Pete Ohs propose un portrait de deux femmes dont les rencontres électrisent et perturbent le cours du temps. Simple coïncidence ou bien causalité. Le film est une suite d'évènements où l'on apprend un peu plus sur ces deux femmes, sans jamais aller plus loin. Un instant de film simple et fragmenté où progressivement les choses trouvent un sens tel un puzzle. Un petit côté Nouvelle Vagues (française) assez délicieux, qui étonnera les cinéphiles.
Avec Eruption, le spectateur est invité à pénétrer dans un espace où les événements les plus ordinaires semblent porteurs d'une signification cachée. Le récit s'ouvre sur des retrouvailles qui pourraient n'être qu'un simple hasard. Pourtant, à mesure que les scènes s'enchaînent, une étrange sensation s'installe. Chaque regard, chaque détour dans les rues de Varsovie, chaque conversation inachevée paraît participer à un ensemble plus vaste dont les contours demeurent volontairement flous.
Le film s'intéresse avant tout aux mécanismes de la mémoire affective. Les personnages évoluent dans un présent constamment traversé par les traces du passé. Lorsqu'une personne réapparaît après plusieurs années, elle ne revient jamais seule. Elle transporte avec elle des souvenirs, des projections et parfois même des versions anciennes de nous-mêmes que l'on croyait oubliées. Eruption explore précisément cette zone incertaine où le souvenir se mélange à l'imaginaire, où les émotions anciennes continuent d'agir bien après les événements qui les ont fait naître.
Cette approche produit une expérience singulière. Le film refuse les explications définitives et privilégie les sensations. Les spectateurs sont invités à observer plutôt qu'à juger, à ressentir plutôt qu'à chercher immédiatement des réponses. Cette liberté laissée à l'interprétation nourrit une relation active avec le récit. Chacun peut y projeter ses propres souvenirs, ses propres rencontres marquantes et ses propres interrogations sur le hasard.
La ville de Varsovie joue également un rôle central dans cette expérience. Les rues, les cafés, les parcs et les transports deviennent les témoins silencieux d'un cheminement intérieur. Le film montre comment un lieu étranger peut modifier notre perception du temps. Loin des habitudes quotidiennes, les personnages semblent davantage disponibles aux rencontres, aux souvenirs et aux coïncidences. La ville devient alors un territoire mental autant qu'un décor.
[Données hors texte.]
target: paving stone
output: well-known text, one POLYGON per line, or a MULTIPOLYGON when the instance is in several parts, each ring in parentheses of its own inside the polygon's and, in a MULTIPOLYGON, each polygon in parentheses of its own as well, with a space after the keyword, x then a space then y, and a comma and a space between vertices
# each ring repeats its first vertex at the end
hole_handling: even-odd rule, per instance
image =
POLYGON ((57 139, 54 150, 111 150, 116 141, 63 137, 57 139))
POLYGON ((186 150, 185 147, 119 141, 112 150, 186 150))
L'autre grande réussite du film réside dans son rythme. Là où de nombreuses œuvres contemporaines privilégient l'accumulation d'événements, Eruption préfère les instants suspendus. Les conversations prennent leur temps, les silences conservent leur place et les séquences paraissent parfois avancer au gré des rencontres. Cette structure fragmentée évoque certains films européens des années 60 et 70, où l'errance et l'observation occupaient une place aussi importante que l'intrigue elle-même.
Cette forme particulière génère une douce mélancolie. Les personnages donnent souvent l'impression d'être à la recherche de quelque chose qu'ils ne parviennent pas à nommer. Le film ne transforme jamais cette quête en démonstration psychologique. Il préfère suggérer plutôt qu'affirmer. Cette retenue donne naissance à une émotion discrète mais persistante. Lorsque le générique approche, ce ne sont pas les réponses qui demeurent en mémoire, mais les sensations, les regards échangés et cette impression troublante que certaines rencontres continuent longtemps à résonner bien après leur disparition.